The Shift 1-Act Festival has something for everyone

CMYK Shift 1-act festival - The After After Party 3

The Shift 1-Act Festival promises an eclectic mix of shows. From a play about a professional surrogate mother that is part cautionary tale, part memoir, and part stand up comedy routine, to a play by a group of SFU alumni that explores the works of Phillip K Dick, this festival has range. 

“There’s a good mix. You can find a little bit of everything,” artistic managing director Nick Sartore stated. “What we really wanted to do with the festival is give people a chance to see a lot of different kinds of works.” Sartore explained that the variety of shows will help draw not only those well versed in theatre, but people who may be new to theatre, and more hesitant to commit to one full length play.

“Normally, you think okay, I’m going to the theatre to see this one show that’s going to run two and a half hours and hope I like it because I’ve invested $30 on a ticket.” He continued, “Whereas with this, [. . . it’s] a bunch of different stories so maybe some of them you like, some of them you don’t and hopefully you like more than you don’t. But hey, that’s sort of the fun of it.”

The plays are mostly performed by graduates of local theatre programs including SFU, UBC, Langara College, and Douglas College.

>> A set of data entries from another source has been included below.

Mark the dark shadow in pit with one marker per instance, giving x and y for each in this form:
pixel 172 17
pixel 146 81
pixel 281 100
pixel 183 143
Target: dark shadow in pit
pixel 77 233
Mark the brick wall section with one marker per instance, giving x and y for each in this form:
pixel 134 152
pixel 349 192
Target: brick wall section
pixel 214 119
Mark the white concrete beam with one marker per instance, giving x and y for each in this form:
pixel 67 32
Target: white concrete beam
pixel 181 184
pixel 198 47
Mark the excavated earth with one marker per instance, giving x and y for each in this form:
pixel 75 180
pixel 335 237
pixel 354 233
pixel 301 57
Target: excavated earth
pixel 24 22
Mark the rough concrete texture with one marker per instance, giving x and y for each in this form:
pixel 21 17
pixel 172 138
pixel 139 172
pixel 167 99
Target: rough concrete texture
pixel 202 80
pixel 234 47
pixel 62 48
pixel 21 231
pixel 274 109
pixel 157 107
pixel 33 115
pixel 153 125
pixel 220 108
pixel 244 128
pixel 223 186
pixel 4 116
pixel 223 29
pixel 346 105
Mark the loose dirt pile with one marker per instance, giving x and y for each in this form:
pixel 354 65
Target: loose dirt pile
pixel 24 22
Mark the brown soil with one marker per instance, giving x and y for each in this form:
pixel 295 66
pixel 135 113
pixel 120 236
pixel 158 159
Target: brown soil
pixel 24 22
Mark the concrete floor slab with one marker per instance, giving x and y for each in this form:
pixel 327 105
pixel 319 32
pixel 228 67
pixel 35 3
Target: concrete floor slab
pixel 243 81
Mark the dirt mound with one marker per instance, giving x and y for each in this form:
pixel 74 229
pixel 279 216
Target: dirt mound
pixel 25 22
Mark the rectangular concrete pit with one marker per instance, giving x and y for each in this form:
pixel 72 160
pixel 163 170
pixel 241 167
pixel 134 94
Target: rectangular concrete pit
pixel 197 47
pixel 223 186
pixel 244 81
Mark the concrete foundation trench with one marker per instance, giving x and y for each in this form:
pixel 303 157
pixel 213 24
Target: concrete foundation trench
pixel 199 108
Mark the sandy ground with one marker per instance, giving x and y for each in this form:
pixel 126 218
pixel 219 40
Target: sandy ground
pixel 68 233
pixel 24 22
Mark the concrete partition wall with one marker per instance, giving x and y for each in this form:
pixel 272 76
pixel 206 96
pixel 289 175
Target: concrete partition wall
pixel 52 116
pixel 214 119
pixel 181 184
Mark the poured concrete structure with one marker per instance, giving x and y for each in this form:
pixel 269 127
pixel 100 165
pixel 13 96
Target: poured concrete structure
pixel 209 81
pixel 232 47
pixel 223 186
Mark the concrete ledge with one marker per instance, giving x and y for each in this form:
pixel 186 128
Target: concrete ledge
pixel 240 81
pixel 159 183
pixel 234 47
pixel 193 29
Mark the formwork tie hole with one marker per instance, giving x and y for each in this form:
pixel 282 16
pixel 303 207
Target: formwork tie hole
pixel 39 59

The festival, which was extended by a day this year, gives these students of theatre a chance to showcase their works in front of an audience. 

“It can be hard sometimes for especially independent theatre to get an audience [. . .] so it’s really great we have such a fantastic audience.”

The seventh annual Shift 1-Act Festival features five plays, with four of them written by their presenters. An initially planned sixth show, The Oxford Letters was cancelled due to scheduling conflicts. 

Desire(e) contains both drama and comedy in a story about a  professional surrogate mother who loses the ability to bear children before she has her own. Written by Scott Button and directed by Evan Frayne, the show explores dreams and what happens when they don’t come true. 

Theatre group A Wake of Vultures, comprised of SFU graduates, looks at the works of Phillip K Dick in The PKD Workshop. “The show’s very academic, so it’s maybe something people haven’t seen before where it’s presented almost in a lecture style,” said Sartore, before describing the show as a “really awesome audio-visual experience.”

The After After Party (Waiting for Gordo) is “an original comedic two-hander [. . .] about two best friends who totally deserve each other” written and performed by Katey Hoffman and Cheyenne Mabberley who play Fiona and Jules who wait for a guy, presumably named Gordo.

The Merchant of Showboat is the only adapted play, originally written by Jason Sherman. SFU theatre graduate Kaylin Metchie directs this play which raises questions about race and culture.

This Time I Get What I Want is a one woman show written and performed by Jennica Grienke, a graduate of the University of Winnipeg. It is described by Grienke as “a solo triumph of self in which the lead character (loosely based on me) confronts her hopes, dreams and desires on stage.” The lead character who shares the name “Jennica” is described as “single, depressed, unemployed and perhaps slightly alcoholic.”